Le film est un peu différent des thèmes que le réalisateur a abordé jusqu’à présent, ou plutôt dirais-je qu’il a poussé l’idée générale qui l’anime à son extrême. Après avoir touché aux histoires de fantômes, de super-héros et d’extra-terrestres dans ses premiers films, il avait abordé sans vraiment y entrer totalement celui des légendes et des peurs ancestrales avec une ambiance très petit poucet dans Le Village.
Ici il va plus loin et entre de plein pied dans le monde des contes, sans retenue aucune, presque naïvement, en tout cas avec beaucoup de simplicité et d’authenticité. Dans ce film il ne joue plus sur le questionnement et le doute du spectateur, tout est exposé et expliqué. L’élément fantastique est mis en place dès le départ et assumé pleinement : il y a des êtres fabuleux tout autour d’une résidence en plein Philadelphie. Une Narf (une nymphe aquatique) et un Scrunt féroce qui veut en faire son petit-déjeûner, un aigle géant qui sert de transport aérien aux narfs, des êtres mi-singes mi-hommes au nom imprononçable qui veillent au respect des règles entre le bien et le mal, et enfin des humains dotés de pouvoirs qui sont là pour aider la Narf à rentrer chez elle…

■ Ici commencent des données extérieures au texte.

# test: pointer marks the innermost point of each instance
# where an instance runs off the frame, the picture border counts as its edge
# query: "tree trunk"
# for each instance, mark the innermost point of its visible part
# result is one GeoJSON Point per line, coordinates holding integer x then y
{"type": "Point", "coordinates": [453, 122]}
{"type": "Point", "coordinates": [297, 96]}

Bref, tout un bestiaire très particulier et totalement en décalage avec le monde moderne. Comme dans n’importe quel conte pour enfants, sauf que Shyamalan nous demande comme postulat de départ d’y croire et de l’accepter comme la réalité. Là où les contes fonctionnent parce qu’ils s’adressent aux enfants, Shyamalan prend le pari risqué de transposer ce schéma aux adultes (car ce sont avant tout eux son public cible). Et je pense sincèrement que ce pari est quasiment ingagnable. De fait, soit on prend cette histoire à la rigolade (j’ai en effet entendu pas mal de rires dans la salle), soit on réussit à libérer la part d’enfant en nous pour accepter l’histoire telle qu’elle est. Soit encore on regarde le film sans déplaisir, mais d’un œil extérieur, observateur, et sans cette « magie » qui fait qu’on est habituellement immergé dans les films de M. Night Shyamalan, l’impact résultant est beaucoup moins grand.

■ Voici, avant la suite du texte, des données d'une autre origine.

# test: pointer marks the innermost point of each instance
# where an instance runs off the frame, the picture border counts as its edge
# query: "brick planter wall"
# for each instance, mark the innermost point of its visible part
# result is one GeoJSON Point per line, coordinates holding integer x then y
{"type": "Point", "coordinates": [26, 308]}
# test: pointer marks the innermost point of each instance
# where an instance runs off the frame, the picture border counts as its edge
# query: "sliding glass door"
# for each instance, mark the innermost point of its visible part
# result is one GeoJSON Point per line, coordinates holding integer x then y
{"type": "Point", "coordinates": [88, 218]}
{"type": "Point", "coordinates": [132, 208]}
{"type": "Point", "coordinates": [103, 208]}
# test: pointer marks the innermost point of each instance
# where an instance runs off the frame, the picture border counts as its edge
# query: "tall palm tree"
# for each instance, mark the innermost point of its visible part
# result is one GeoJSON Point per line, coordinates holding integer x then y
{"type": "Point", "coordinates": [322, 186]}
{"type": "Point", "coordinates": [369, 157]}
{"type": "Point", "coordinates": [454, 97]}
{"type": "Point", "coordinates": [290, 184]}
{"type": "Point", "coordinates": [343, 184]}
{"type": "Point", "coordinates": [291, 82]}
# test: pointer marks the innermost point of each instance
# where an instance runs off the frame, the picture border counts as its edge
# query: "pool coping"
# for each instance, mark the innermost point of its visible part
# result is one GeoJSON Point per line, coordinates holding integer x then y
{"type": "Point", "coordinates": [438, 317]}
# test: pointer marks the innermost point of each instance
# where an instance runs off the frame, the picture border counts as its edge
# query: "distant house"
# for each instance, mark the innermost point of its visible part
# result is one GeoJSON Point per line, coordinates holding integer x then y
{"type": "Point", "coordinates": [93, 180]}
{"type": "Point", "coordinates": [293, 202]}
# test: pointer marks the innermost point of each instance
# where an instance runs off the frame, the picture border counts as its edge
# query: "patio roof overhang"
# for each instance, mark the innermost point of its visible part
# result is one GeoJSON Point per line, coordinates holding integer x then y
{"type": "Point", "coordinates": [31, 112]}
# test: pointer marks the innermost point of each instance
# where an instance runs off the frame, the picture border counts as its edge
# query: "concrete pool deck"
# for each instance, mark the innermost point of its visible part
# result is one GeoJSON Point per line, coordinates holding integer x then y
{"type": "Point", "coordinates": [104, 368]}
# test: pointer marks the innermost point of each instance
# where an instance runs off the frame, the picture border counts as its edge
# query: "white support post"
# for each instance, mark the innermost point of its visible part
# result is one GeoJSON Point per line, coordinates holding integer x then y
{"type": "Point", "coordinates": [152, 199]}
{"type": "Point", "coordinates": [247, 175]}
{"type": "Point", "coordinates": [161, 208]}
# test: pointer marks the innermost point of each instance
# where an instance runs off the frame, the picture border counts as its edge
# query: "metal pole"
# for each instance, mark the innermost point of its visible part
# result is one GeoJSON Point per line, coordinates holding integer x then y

Cela dit, La Jeune Fille de l’Eau n’est pas un mauvais film, loin de là, il possède même beaucoup de qualités, à commencer par une galerie de personnages intéressants interprétés par des comédiens très inspirés (mention spéciale à Paul Giamatti alias Cleveland, au jeu tout en finesse et en sincérité, et à Bryce Dallas Howard qui a vraiment l’air d’être « d’un autre monde » dans le rôle de la Narf) et une direction d’acteurs très pertinente de la part de Shyamalan. Shyamalan qui maîtrise toujours aussi bien ses effets, bien que ce film-ci repose moins là-dessus que les précédents.

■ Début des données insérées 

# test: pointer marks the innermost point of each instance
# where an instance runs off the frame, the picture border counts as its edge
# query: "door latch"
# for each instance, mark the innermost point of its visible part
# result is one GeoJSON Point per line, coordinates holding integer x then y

Mais malgré tout, La Jeune Fille de l’Eau ne m’a pas totalement convaincu comme l’ont su le faire ses autres longs métrages. Je l’ai regardé sans passion, conscient de ne pas être impliqué dans l’histoire. Un peu comme lorsqu’on écoute un conte pour enfants avec des oreilles d’adultes… c’est bien fait et amusant, mais ça ne touche pas sa cible. Peut-être le film mériterait-il un second visionnage dans quelques temps, pour être vraiment apprécié pour ce qu’il est.
Ce n’est pas une véritable déception en soi, juste l’impression d’avoir vu un joli film en l’analysant plutôt qu’en le vivant. À voir pour se faire sa propre opinion.